"Cheer up. Remember what the Monty Python boys say."
"Always look on the bright side of life?"
"No, 'Nobody expects the Spanish Inquisition.'"


Tuesday, May 27, 2008

What's in a Title?

After the last week and the ups and downs, I have been left with a few questions regarding the IF community. I know that others have written on what I am about to discuss but this is the first time I really feel I don't belong. So if you are a person who easily offends, stop here or just deal, okay?

What markers, milestones, or procedures make us adopt the title, "Infertile"? Is there a magic number, date or test that pushes us into that infertile pond?

If a couple is trying for 2 years, she has PCOS, he is fine but they have only tried Clomid due to religious beliefs, are they allowed to be deemed infertile?

What if a couple has tried for 1.5 years and is undiagnosed and does their first IUI, are they infertile?

Or, the couple in their late 30's with nothing medically keeping them from getting pregnant but it alludes them for 5 years, does the IVF they finally try make them more infertile?

Now, what about financially? If I spend $1500 and end up pregnant after 5 years and someone else spends $50,000 in 2 years, were they more infertile than I, or should I even be allowed to count myself as a card carrying member?

I guess I don't understand the ground rules. If I am content with just trying medication in lieu of procedure, should I even tell people I am barren? Have I earned enough stripes after 5 years to feel like one of the team?

I feel like I am on the outside looking in. I don't fit in with the "it" crowd. I have done IUI but not IVF. I have done Clomid but no injections. I have had the HSG but no Lap. Do I even have the right to bitch about not getting pregnant? Maybe I need to just suck it up and realize I am on the fringe and unless I shell out a lifetime of savings, I just get to look in the window and wonder how come I don't find comfort for my ailing soul.

How sad is it that I am coveting the couples going through more than I am because I feel unworthy around them... Bleck!

14 comments:

Lori Lavender Luz said...

Wow. I am wondering what people have said to you to make you feel this way.

This reminds me of the Pain Olympics, where we compare whose pain is the worst. The one who never conceived? The one who had a chemical pregnancy? The one who miscarried? The one who endured a stillbirth? The one who lost a toddler, a tween, a teenager?

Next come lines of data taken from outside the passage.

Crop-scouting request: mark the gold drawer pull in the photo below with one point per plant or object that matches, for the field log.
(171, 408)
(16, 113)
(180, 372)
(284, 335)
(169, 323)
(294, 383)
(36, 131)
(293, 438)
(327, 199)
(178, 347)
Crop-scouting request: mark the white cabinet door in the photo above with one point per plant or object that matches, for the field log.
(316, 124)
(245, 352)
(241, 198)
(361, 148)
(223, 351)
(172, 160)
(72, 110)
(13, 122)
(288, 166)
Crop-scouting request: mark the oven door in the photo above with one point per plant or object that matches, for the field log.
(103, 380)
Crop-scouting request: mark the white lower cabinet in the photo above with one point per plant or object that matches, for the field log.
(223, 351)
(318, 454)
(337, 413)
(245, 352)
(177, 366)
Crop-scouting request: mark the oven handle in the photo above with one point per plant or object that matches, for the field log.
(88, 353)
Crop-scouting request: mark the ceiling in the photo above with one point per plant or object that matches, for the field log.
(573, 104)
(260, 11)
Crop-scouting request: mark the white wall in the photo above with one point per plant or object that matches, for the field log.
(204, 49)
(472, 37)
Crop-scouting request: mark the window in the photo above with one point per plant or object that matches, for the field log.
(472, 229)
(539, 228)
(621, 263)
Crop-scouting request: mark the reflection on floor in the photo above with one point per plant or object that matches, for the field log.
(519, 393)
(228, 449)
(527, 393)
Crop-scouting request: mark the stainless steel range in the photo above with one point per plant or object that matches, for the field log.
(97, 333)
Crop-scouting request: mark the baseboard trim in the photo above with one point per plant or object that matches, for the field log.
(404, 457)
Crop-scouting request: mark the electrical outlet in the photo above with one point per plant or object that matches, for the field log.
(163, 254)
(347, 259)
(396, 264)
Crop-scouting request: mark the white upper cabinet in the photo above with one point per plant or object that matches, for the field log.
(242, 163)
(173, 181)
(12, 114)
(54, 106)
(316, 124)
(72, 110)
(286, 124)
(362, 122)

I don't think it's like a Drivers License in a liquor store. You shouldn't have to prove you're a "member" to consider yourself one.

I'm sorry you are feeling this way.

Tammy said...

Actually, it was dinner with DH and his BF and wife that started the thinking. They are expecting #2and DH laid out our struggle. Several comments were made that kinda irked me.

Then it was P.J. and the post about pregnancy after IF and a several comments I have heard from various sources in the last month.

I guess I just feel like we kinda turn on each other at times without realizing it and it bugs me.

KatieM said...

I think it's all individual....do I consider myself an IFer because I tried for 2.5 years, went through 1 m/c and did 5 IUIs. Do I know there are people out there who have it much harder than myself? People who HAVE to do IVF or those who have specific issues to get around other than just being "unexplained"...yes, I whole heartedly understand that.

I think it just all goes back to human nature and "knowing your place" or just plain common decency. For example, yes, I went through a m/c, but in no way could I relate to the pain of a stillbirth....I could be sorry it happened and sorry someone had to go through it, but I could never in a million years say "I can relate". In the same manner I think it is distasteful for someone who tried for 6 months to say they had "trouble" when speaking to someone who has been trying for years and maybe has gone through several failed treatment rounds. Lastly, there is a hierarchy of BFP when it comes to the IF world...it's just human nature...if we are all truly honest with ourselves are we going to be as happy for a BFP for someone who has been trying for less time than ourselves? Probably not.Are you going to be as happy for someone who got pregnant naturally naturally just over their year mark than for someone who finally got a BFP after IVF (or several IVF's for that matter)?

I don't think there is any specific point where you "join the club", you just sort of find yourself there ...it's all an individual process of choices and struggle, while at the same time acknowledging and respecting the journey of others.

JMO though.

Anonymous said...

I am so sorry you are feeling this way.
Unfortunately, it isn't a card holding club because if it was maybe there would be a few perks. I am thinking a freebie now and then or a break on your bill with membership. Or maybe even dinner coupons when you reach a number of treatments or a buy one get one free! Heh if only......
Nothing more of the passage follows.